Unser Abiball fand im Sankt-Pauli-Stadion statt; auf der VIPEtage, einem riesigen Saal mit Blick auf das Spielfeld. Trixie war im Festkomitee gewesen und hatte wegen der hohen Eintrittskosten im Vorfeld einen wahren Shitstorm über sich ergehen lassen müssen. Auch Danilo hatte die Location elitär und die Kosten übertrieben gefunden, aber inzwischen waren alle hellauf begeistert. Der Saal war festlich geschmückt, mit weißen Decken, Lüstern und Silberbesteck auf den langen Tischen, einem gigantischen Büfett und unzähligen kleinen Lichtern an den Decken. Es herrschte eine glamouröse, glitzernde Stimmung und jetzt, wo die offiziellen Reden hinter uns lagen und das Büfett abgegrast war, schwirrte Trixie mit einem Caipi in der einen und einer Flasche Sekt in der anderen Hand über die Tanzfläche. Sie trug ein kurzes knallrotes Flatterkleid und dazu ihre Krümelmonster-Handtasche aus türkisem Plüsch, die ich ihr vor ein paar Jahren zum Geburtstag genäht hatte. Ihre Schuhe lagen am Rand der Tanzfläche und Trixies braune Locken hatten sich längst aus ihrem Gefängnis aus Klammern und Spangen gelöst. Sie fielen ihr wild über die Schultern und ihr Gesicht glühte wie eine Hundertwattbirne kurz vor dem Durchknallen. Trixie war dauerhigh und brauchte dafür nicht mal Drogen. Manchmal fragte ich mich, wie der gelassene Danilo es mit ihr aushielt, aber wahrscheinlich zog ihn genau diese Gegensätzlichkeit an, und Trixie hatte auch eine andere Seite. Sie war der solidarischste Mensch, den ich kannte, konnte ein echter Kumpel sein, und sie und Danilo waren für mich die vollkommene Mischung.
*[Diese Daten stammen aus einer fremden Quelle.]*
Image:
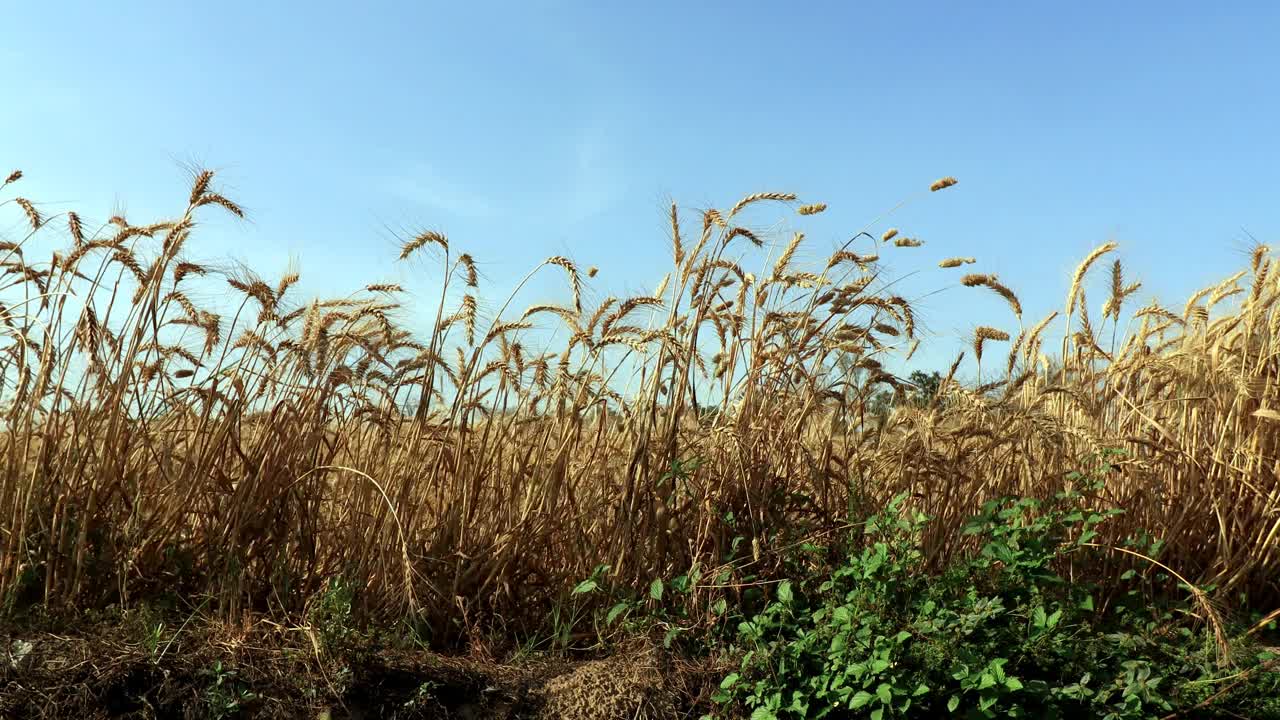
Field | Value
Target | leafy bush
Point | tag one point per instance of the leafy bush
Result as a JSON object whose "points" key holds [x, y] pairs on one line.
{"points": [[999, 633]]}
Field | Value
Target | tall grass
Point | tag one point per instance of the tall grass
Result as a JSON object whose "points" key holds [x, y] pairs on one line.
{"points": [[150, 443]]}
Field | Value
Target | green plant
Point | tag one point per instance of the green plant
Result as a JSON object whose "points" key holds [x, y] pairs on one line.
{"points": [[225, 696], [997, 633]]}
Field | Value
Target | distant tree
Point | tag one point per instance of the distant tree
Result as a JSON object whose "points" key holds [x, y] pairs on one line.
{"points": [[926, 387]]}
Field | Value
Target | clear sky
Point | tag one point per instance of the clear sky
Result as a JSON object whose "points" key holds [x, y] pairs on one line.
{"points": [[551, 127]]}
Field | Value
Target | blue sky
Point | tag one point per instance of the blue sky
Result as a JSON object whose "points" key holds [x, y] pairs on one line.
{"points": [[538, 128]]}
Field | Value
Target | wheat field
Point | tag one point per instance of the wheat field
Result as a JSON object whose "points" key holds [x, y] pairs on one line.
{"points": [[483, 468]]}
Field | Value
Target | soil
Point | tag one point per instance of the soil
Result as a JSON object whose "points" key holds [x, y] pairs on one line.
{"points": [[215, 671]]}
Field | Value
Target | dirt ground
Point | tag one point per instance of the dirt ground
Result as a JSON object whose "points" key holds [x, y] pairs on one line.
{"points": [[272, 671]]}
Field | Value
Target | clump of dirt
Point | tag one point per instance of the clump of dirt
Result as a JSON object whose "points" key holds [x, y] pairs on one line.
{"points": [[272, 671], [622, 687]]}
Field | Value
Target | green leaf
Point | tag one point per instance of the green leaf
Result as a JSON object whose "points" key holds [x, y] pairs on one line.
{"points": [[615, 611], [885, 693], [860, 698], [670, 637]]}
Auf der Tanzfläche heizten zwei junge DJs die Stimmung auf. Der obligatorische erste Tanz galt den Vätern und Töchtern. Auch mein Vater hatte mich an der Hand zur Tanzfläche geführt. Ich hatte ihn noch nie tanzen sehen und war erstaunt, wie geschmeidig er sich bewegte. Es fühlte sich gut an, in seinen Armen zu sein, er strahlte Wärme aus und eine große Zärtlichkeit, die ich so noch nie an ihm wahrgenommen hatte. Irgendetwas in ihm schien mich fester halten und nicht mehr loslassen zu wollen. Ich schloss die Augen und für einen Moment war ich sein kleines Mädchen; sicher, beschützt und geborgen.